Viele Phospholipid-Nahrungsergänzungsmittel sind für die tägliche Einnahme gedacht, sofern sie gemäß den Anweisungen des Herstellers eingenommen werden. Frauen, die schwanger sind, stillen, verschreibungspflichtige Medikamente einnehmen oder unter einer Erkrankung leiden, sollten vor der Einnahme von Nahrungsergänzungsmitteln ihren Arzt konsultieren.

Fazit

Phospholipide sind grundlegende Bausteine gesunder Zellmembranen. Dank ihrer einzigartigen Struktur bilden sie die Phospholipid-Doppelschicht, die den Zellen hilft, ihre Struktur aufrechtzuerhalten, den Stofftransport zu regulieren und miteinander zu kommunizieren.

Da Zellmembranen an praktisch jedem biologischen Prozess beteiligt sind, sind Phospholipide nach wie vor ein aktives Forschungsgebiet in der Ernährungs- und biomedizinischen Forschung. Aktuelle Erkenntnisse untermauern ihre Bedeutung als strukturelle Bestandteile gesunder Zellen, während laufende Studien weiterhin untersuchen, wie Phospholipide aus der Nahrung die Membranzusammensetzung und die allgemeine Physiologie beeinflussen.

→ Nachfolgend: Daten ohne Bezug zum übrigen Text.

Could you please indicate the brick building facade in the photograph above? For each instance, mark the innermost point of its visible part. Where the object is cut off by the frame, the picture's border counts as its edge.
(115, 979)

Eine ausgewogene Ernährung, die phospholipidhaltige Lebensmittel umfasst, kann dazu beitragen, diese wichtigen Lipide im Rahmen einer insgesamt gesunden Ernährungsweise aufzunehmen. Für alle, die über die Einnahme von Phospholipid-Nahrungsergänzungsmittelnnachdenken, kann ein qualifizierter Gesundheitsfachmann dabei helfen, festzustellen, ob das sinnvoll ist.

Quellenangaben:

  1. van Meer G, Voelker DR, Feigenson GW. Membranlipide: Wo sie vorkommen und wie sie sich verhalten. Nature Reviews Molecular Cell Biology. 2008;9(2):112–124.
  2. Holthuis JCM, Menon AK. Lipidlandschaften und -transportwege bei der Membranhomöostase. Nature. 2014;510(7503):48–57.
  3. Küllenberg D, Taylor LA, Schneider M, Massing U. Gesundheitliche Auswirkungen von Phospholipiden in der Ernährung. Lipids in Health and Disease. 2012;11:3.
  4. Farooqui AA, Horrocks LA, Farooqui T. Glycerophospholipide im Gehirn: ihr Stoffwechsel, ihre Einbindung in Membranen, ihre Funktionen und ihre Rolle bei neurologischen Erkrankungen. Chemie und Physik der Lipide. 2000;106(1):1–29.
  5. Li Z, Vance DE. Phosphatidylcholin und die Cholin-Homöostase. Journal of Lipid Research. 2008;49(6):1187–1194.
  6. Joshi A, Richard TH, Gohil VM. Der Phospholipidstoffwechsel in den Mitochondrien bei Gesundheit und Krankheit. Journal of Cell Science. 2023;136(17):jcs260857.